Thankfully I'm at the highest weight I've been at in a long time. I clocked in around 100lbs the other week. I might've dropped due to my cold but still, whoo!
Now the other thing that sucks about having an eating disorder is that I feel like people don't always believe you. When it comes to anorexia, most people think of a really skinny person probably around 70lbs. But the thing they don't teach you in school that they should've is that anyone can have an eating disorder. Just because I've always clocked in at a regular weight at the doctor's office growing up, didn't mean I was healthy. Which back then didn't help me at all because my mom told me I was too skinny, and then the doctor would tell me I'm fine (go figure cause she was overweight) and then I'd pretty much stick my tongue out (not really but figuratively) at my mom in retaliation because I thought I was fine.
Even people who look totally normal and may be slightly overweight can have anorexia.

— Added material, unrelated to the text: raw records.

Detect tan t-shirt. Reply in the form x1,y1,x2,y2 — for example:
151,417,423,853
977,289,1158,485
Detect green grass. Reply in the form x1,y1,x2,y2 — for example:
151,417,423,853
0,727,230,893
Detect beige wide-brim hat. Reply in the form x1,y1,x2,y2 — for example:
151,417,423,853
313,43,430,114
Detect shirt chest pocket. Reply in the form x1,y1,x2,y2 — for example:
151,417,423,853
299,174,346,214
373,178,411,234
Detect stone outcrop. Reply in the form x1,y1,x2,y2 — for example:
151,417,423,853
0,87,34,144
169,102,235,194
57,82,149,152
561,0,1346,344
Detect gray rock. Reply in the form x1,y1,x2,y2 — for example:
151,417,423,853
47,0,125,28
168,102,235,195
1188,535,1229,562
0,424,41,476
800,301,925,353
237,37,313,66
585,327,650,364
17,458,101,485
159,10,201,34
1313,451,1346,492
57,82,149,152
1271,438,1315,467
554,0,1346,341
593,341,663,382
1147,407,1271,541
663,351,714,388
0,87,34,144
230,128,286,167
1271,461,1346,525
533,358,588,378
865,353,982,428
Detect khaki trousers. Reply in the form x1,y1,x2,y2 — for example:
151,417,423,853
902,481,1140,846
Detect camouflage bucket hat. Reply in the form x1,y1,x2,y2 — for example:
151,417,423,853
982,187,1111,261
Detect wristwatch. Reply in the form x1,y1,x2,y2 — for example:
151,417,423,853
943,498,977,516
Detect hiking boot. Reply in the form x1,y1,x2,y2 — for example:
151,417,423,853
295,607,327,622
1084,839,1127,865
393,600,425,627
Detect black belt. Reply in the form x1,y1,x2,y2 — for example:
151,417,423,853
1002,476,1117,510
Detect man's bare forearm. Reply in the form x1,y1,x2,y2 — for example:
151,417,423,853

When it's been fed into your mind that you need to be skinny, most people don't really think about what they're doing to their bodies. You could eat around, let's say, 1,500 calories a day, but then combine that with exercising several times a week. Your body won't be happy with you. Not only are you depriving your body by under-eating, you're also burning those calories as well. In most cases, this causes most people to go into survival mode, and they're bodies will hold onto their weight for dear life as it prepares for a famine to come. Now that's not always the case but it certainly does happen.
Anyways, I've gone a little off topic than I expected there.
I'm really aiming on trying to pull my life together this year. I've started writing a new book, and I'm about halfway there. This will clock in to my third written novel, so I'm crossing my fingers that one of these days will be the day I become a published.
If you're feeling down, just remember this: Failure is better than not trying at all.
That's why I've never given up on my dreams to became an author. Because If I don't try, how will I ever know if I can succeed?